Shock as deputy leader is ousted

A CAREER in politics spanning five decades came to a sudden halt when Calderdale Council's deputy Conservative leader, John Ford, was dumped by the electors in Skircoat ward.

Victory for veteran Tory Richard Marshall in Luddenden Foot by the narrowest of margins meant the result had little overall effect on the make-up of the council but it left many Tories severely winded and worried about their own futures.

It is the first time the Conservatives have lost a seat in Skircoat ward, a point not lost on Mr Ford who has represented the area since 1980.

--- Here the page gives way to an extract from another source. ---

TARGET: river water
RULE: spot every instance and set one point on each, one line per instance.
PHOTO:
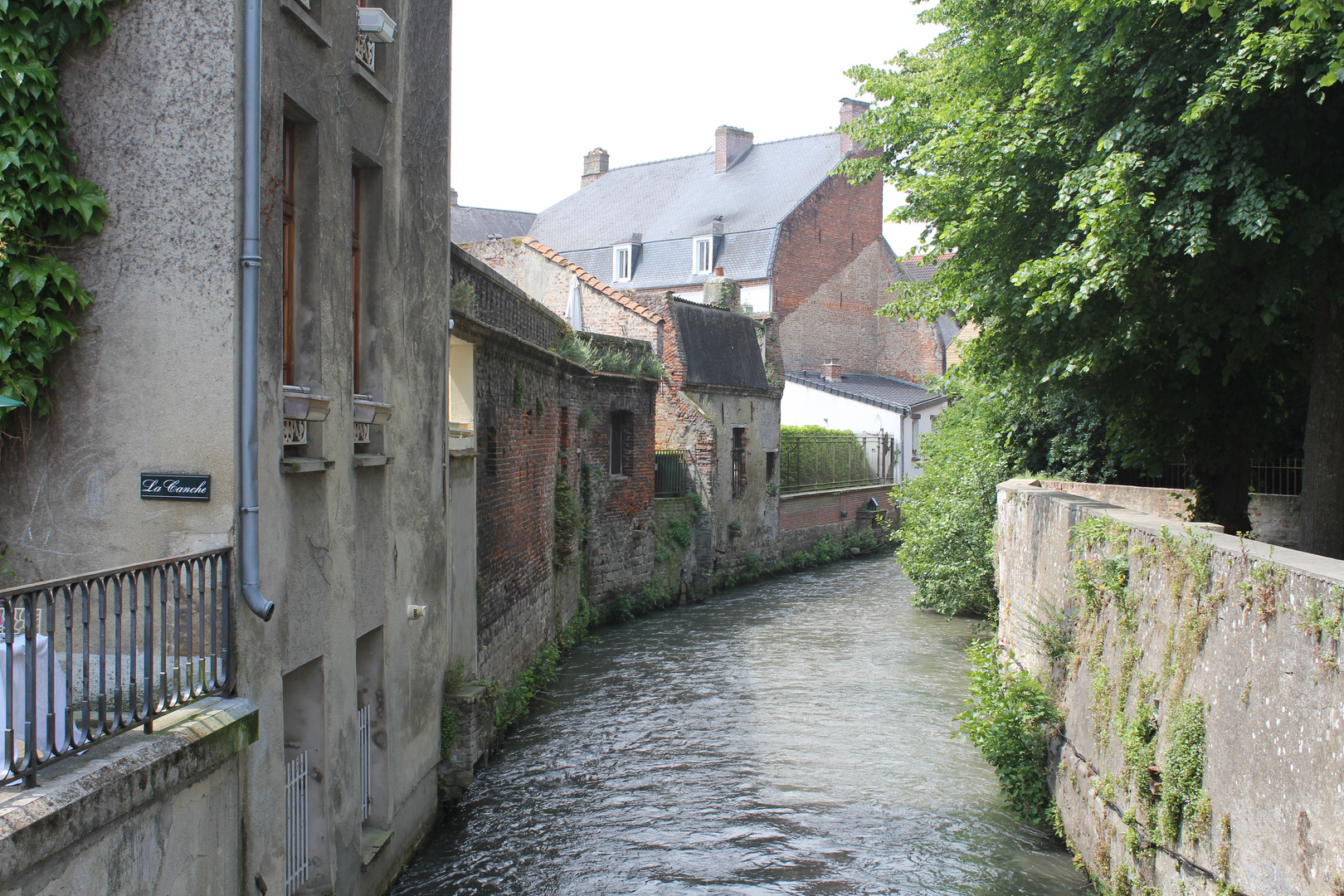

"I have fought every election since 1968 and it is very disappointing after all the years but sometimes you win and sometimes it doesn't go your way.

"On this occasion, the Liberal Democrats put everything into the ward and I wasn't helped by the plan to charge for parking permits," he said.

Mr Ford won his first election in 1968, at the age of 23, when he became a representative for Southowram on the former Halifax Town Council.

In 1979 he was within 455 votes of becoming the Tory MP for Halifax.

Last night's Skircoat victor, Stephen Gow, who came within nine votes of winning the seat last year, said: "I have been working hard with an old fashioned campaign – going door-to-door speaking to people – and one of the main issues was to do with parking permits, which I have still to make up my mind about."

Conservative leader of the council, Ann McAllister (Rastrick), said she was stunned at the Skircoat result.

She was re-elected as group leader and Stephen Baines (Con, Northowram and Shelf) is the new deputy.

Labour councillor Bryan Smith kept his seat in Ovenden despite pressure from the British National Party.

But the ward turnout, at just over 15 per cent, was a record low in Calderdale Council elections.

"The clear message is voters don't like BNP policies but I am sure they will try again," he said.

Halifax Labour MP Linda Riordan said politicians on all sides needed to do more canvassing in her old ward and push the message that votes count.

She said one of the main issues was the plan to shake up secondary schools in north Halifax.

The Labour group, which gained a seat in Illingworth and Mixenden, was meeting today to appoint a leader and deputy.

The chairman of the Calderdale Labour Party, Barry Collins, who won in Mixenden and Illingworth, said: "Against all the odds, we have enjoyed another brilliant result – the only party to gain a seat on the council and another blow to the BNP," he said.

The Liberal Democrats, who continue to hold 16 seats, will elect a leader on Wednesday.